In my last post, I discussed how I used 23andMe data to test hypotheses about my ancestry. In particular, I was intrigued by Dienekes Pontikos’s result suggesting that I (and my colleague Vincent) might be partly Ashkenazi Jewish. Ultimately, however, I concluded that his algorithm was not properly modeling my southern European ancestry (inherited from one Italian grandparent), and that this was leading to a spurious result.
I was wrong.
What did I conclude previously?
Let’s quickly recap my previous discussion: Dienekes’s program models individuals as being a mixture of Ashkenazi Jewish, northwest European, and southeast European ancestry. People, like Vincent and myself, who are not fully descended from those three populations will pose problems for this algorithm. I thought it was unlikely to be a coincidence that Vincent and I were the only two people to get confusing results. Indeed, when I included Italian and French individuals in my analysis, I saw no clear evidence for any Ashkenazi ancestry on either of our parts. Mystery solved.
Some inconsistencies revealed
After I published that previous post, however, a couple things came up that seemed incongruous. First, a commenter recommended that I check out the Ancestry Finder tool on 23andMe. What this tool does is identify large segments of your genome that perfectly match the genomes of other people of known ancestry. If, for example, parts of my genome perfectly matched an individual who knows for a fact that s/he is Ashkenazi, this would be pretty strong evidence that those parts of my genome were descended from someone who also was Ashkenazi. Indeed, this is what I found—a moderate proportion (3-30%) of my genome does indeed appear to be of recent Ashkenazi ancestry in this analysis. I was skeptical about this, but on reflection, I couldn’t come up with a good reason that this result would be spurious.
Second, Dienekes followed up on his analysis of the ancestry of the GNZ participants with a much larger data set, including individuals of southwest European descent. As expected, when including more data, there was no evidence that Vincent has any Ashkenazi ancestry. Unexpectedly, this was not true for me—even in this larger analysis, the evidence for Ashkenazi ancestry didn’t disappear.
I followed up on this using a similar approach to Dienekes. I used the same dataset I assembled previously—a set of European populations from the Human Genome Diversity Panel, a set of Ashkenazi individuals, and the GNZ data. This time, instead of using principle components analysis (which averages information across the entire genome), I used the model implemented in the program admixture (which models individuals as mixtures of different populations) . With this model and these data, it’s relatively easy to find a component of ancestry that is essentially unique to the Ashkenazi population . Below, I’ve plotted (in red) the estimated fraction of Ashkenazi ancestry for a subset of individuals from this analysis. As you can see, there are two GNZ individuals with any red: Dan (who knows he is fully of Ashkenazi descent) and, surprisingly, myself. Combined with the Ancestry Finder results, there are two possibilities: either all the algorithms are getting confused (one can imagine situations where this would be the case) or I’m confused myself.

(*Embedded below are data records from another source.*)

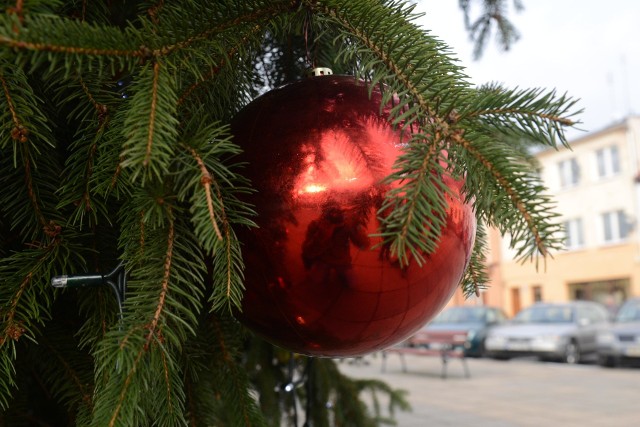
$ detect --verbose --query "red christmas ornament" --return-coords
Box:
[232,76,476,357]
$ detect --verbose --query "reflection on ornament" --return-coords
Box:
[232,76,475,357]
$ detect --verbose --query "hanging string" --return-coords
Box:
[302,11,317,68]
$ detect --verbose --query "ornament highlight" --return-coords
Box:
[232,75,476,357]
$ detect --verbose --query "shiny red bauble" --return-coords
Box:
[232,76,476,357]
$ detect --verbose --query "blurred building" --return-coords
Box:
[472,116,640,314]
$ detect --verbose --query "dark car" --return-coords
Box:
[597,298,640,366]
[423,306,507,357]
[485,301,610,363]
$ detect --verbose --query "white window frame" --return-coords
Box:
[562,218,584,251]
[600,209,631,244]
[596,145,620,179]
[558,157,580,188]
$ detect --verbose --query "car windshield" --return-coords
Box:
[431,307,485,324]
[616,301,640,322]
[514,306,573,323]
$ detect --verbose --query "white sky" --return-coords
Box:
[415,0,640,140]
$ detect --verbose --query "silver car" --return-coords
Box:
[597,298,640,366]
[485,301,610,363]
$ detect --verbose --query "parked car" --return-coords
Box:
[597,298,640,366]
[485,301,610,363]
[423,306,507,357]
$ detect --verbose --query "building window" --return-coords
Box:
[596,145,620,178]
[563,218,584,250]
[531,285,542,302]
[558,157,580,188]
[602,210,631,243]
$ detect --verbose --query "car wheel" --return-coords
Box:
[562,341,580,365]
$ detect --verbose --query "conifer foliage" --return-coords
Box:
[0,0,576,427]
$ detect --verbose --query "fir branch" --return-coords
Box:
[458,83,580,147]
[0,235,84,407]
[121,62,178,183]
[462,221,493,298]
[454,135,548,257]
[145,208,175,347]
[187,147,222,240]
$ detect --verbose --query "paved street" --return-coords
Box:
[340,355,640,427]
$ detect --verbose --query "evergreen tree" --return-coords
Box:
[0,0,575,426]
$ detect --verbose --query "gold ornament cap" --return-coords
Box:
[307,67,333,77]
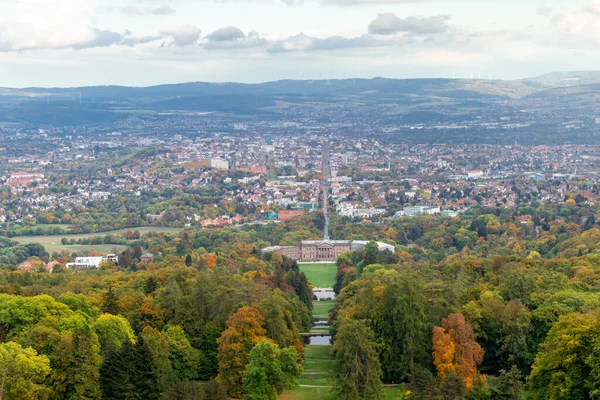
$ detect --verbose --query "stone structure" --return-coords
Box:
[298,240,351,261]
[262,240,394,261]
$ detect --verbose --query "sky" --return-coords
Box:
[0,0,600,87]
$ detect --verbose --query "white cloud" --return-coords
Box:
[552,3,600,43]
[161,25,201,46]
[369,13,450,35]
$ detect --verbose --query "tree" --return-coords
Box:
[491,365,523,400]
[142,326,171,388]
[0,342,50,400]
[333,320,383,400]
[217,306,266,398]
[133,244,142,261]
[94,314,135,352]
[165,325,201,379]
[144,276,158,294]
[100,337,160,400]
[102,285,120,315]
[244,339,302,400]
[529,313,600,400]
[204,379,229,400]
[50,325,102,400]
[375,278,428,382]
[433,314,483,389]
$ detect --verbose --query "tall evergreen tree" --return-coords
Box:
[333,320,383,400]
[51,325,102,400]
[102,285,120,315]
[375,278,429,382]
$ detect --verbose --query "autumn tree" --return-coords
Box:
[0,342,50,400]
[333,320,383,400]
[217,306,266,398]
[374,277,428,382]
[529,313,600,400]
[94,314,135,351]
[433,314,483,389]
[164,325,201,379]
[244,339,302,400]
[50,325,102,400]
[141,326,171,388]
[102,285,120,315]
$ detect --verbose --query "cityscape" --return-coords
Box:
[0,0,600,400]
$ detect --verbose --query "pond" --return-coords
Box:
[304,335,331,346]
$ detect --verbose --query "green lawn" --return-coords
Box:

As I was mulling over these sorts of issues, I sent the link to my previous analysis to a family member. I didn’t really expect this person to find it that interesting, but hey, you never know. I then got a phone call. I’ll summarize a couple days worth of moderate confusion, second-hand reports of conversations with distant relatives, and family intrigue with this: as it turns out, one of my great-grandparents was indeed a Polish Ashkenazi Jew who immigrated to the United States around the turn of the century. I, obviously, was completely unaware of this.
So to conclude, a tip of my hat to Dienekes and everyone else who looked at these data—this has been the first genuinely unexpected thing to come out of my genetic data.
 Alexander et al. (2009) Fast model-based estimation of ancestry in unrelated individuals. Genome Research. doi: 10.1101/gr.094052.109
 I first thinned the data to remove SNPs in strong linkage disequilibrium. I then ran admixture using K=8, 9, and 10, looking for an ancestry component essentially specific to the Ashkenazi population. The program finds one at K=9. Plotted in red in the figure is the fraction of each individual’s ancestry predicted to be from this population (which I’m interpreting as Ashkenazi). I ran this on all the individuals, but am only plotting the GNZ individuals, and the Ashkenazi and Italian populations for comparison.